Windows-specific detection rules can help. Use PowerShell to query registry keys associated with Check Point VPN client configurations. Inspect IIS logs for anomalous requests to LiteLLM endpoints. Enable enhanced logging on Windows Defender Firewall to catch post-exploitation command-and-control traffic originating from compromised gateways.

The Bigger Picture: AI and Edge Security Merge

These two CVEs landing together is more than coincidence. Enterprises are rushing to deploy AI tools alongside existing infrastructure. A vulnerability in an LLM gateway undermines the data pipeline that feeds business intelligence.
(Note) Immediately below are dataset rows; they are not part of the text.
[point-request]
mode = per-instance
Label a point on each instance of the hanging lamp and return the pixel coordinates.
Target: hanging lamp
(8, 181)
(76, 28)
A vulnerability in a VPN gateway dismantles the primary defense for remote work. Both create footholds for ransomware, espionage, or data theft.

CISA’s move signals that the agency sees AI middleware as critical infrastructure. Expect more AI-related CVEs to hit the KEV catalog as threat actors weaponize prompt injection, model theft, and API abuse. For now, the message to Windows teams is unambiguous: if you run LiteLLM or Check Point VPN, you are a target today, not tomorrow. Patch before the weekend, and start incident response protocols if you find any sign of compromise.

Vendor advisories and links to the KEV catalog are available on CISA’s website and the respective product support portals. The window for proactive defense is rapidly closing.